Shellchock-related Bash vulnerabilities five and six uncovered

This turned out to be true. Michal Zalewski, security researcher for Google discovered two new bugs, identified as CVE-2014-6277 and CVE-2014-6278, details about them not being publicly available at this time.

Zalewski says that the first problem could be exploited remotely and it can be taken advantage of in an easier way because ASLR is very rarely used when compiling Bash. He adds that “it's an attempt to access uninitialized memory leading to reads from, and then subsequent writes to, a pointer that is fully within attacker's control.”
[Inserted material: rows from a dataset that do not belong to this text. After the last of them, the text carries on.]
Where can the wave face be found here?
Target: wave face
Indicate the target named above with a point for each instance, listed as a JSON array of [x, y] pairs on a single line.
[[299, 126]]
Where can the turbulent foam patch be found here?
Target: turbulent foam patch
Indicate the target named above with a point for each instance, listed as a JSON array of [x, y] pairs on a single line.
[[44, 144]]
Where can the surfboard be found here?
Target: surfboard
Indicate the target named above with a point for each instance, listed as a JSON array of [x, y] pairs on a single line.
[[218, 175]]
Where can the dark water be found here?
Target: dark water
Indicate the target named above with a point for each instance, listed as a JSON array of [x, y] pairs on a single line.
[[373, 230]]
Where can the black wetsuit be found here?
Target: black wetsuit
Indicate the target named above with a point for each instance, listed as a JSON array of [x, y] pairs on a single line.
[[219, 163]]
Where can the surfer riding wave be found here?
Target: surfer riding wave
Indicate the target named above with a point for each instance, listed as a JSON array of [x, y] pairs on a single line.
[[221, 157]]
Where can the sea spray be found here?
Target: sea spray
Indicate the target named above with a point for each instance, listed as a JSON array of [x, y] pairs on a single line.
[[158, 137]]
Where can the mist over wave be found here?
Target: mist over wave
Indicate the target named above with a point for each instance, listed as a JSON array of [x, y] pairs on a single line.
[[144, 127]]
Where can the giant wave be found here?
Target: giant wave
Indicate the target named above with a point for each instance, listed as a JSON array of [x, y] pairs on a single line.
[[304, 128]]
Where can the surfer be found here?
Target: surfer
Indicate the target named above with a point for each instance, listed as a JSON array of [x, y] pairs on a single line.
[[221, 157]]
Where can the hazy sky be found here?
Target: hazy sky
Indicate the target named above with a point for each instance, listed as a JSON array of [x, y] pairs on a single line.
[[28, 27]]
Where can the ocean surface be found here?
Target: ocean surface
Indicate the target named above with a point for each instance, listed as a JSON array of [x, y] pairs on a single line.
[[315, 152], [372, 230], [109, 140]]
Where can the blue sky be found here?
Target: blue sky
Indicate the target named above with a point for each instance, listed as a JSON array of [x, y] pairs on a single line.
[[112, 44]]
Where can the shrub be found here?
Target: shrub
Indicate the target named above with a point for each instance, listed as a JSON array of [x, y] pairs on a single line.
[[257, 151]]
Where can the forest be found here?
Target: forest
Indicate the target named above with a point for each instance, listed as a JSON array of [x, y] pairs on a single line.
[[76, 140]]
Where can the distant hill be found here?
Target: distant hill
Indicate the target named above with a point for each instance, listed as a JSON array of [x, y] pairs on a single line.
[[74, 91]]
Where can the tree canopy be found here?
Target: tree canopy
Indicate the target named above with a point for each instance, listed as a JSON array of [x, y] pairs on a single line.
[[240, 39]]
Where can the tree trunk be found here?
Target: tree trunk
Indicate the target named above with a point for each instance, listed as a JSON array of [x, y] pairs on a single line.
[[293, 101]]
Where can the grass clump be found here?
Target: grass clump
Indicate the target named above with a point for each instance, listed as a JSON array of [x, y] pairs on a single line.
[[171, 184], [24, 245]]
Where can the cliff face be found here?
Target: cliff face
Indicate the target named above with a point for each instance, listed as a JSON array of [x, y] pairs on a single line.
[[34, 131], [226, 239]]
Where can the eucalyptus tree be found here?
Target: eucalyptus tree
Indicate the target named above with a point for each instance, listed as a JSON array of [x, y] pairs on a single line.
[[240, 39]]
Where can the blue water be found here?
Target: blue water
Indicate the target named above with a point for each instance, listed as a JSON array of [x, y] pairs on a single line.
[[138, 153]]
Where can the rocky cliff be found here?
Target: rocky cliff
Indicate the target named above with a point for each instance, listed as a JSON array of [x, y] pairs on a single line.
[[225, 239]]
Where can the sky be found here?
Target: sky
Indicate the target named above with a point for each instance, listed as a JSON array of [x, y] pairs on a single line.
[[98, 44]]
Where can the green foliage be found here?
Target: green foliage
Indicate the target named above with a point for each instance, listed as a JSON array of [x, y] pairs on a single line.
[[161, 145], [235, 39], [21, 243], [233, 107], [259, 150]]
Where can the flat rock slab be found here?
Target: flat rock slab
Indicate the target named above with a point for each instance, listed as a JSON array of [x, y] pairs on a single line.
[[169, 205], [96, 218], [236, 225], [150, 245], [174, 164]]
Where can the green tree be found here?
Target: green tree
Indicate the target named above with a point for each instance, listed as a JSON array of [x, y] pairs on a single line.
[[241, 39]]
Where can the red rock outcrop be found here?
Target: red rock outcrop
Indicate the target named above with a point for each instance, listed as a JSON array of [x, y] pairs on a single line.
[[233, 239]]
Patching is still strongly recommended

On the other hand, about the second vulnerability he says that it is the nastiest of them, having the same severity as the original Shellshock, as it allows running arbitrary code remotely in a very easy way.

This flaw (CVE-2014-6278) can be leveraged against systems that have received the original Shellshock patch.

Zalewski strongly recommends applying the patch offered by Florian Weimer, which modifies the encoding used by the shell to export functions in order to avoid clashing with variables and “depending only on an environment variable's contents to determine whether or not to interpret it as a shell function.”

"Florian's fix effectively isolates the function parsing code from attacker-controlled strings in almost all the important use cases we can currently think of," writes the researcher.

The two vulnerabilities have already been discussed with the Bash maintainers and the organizations delivering Linux OS.

At the moment, there are no details available and a new fix (if necessary) has not been issued. If a new patch is provided, hopefully it will plug the vulnerability chain generated by Shellshock for good.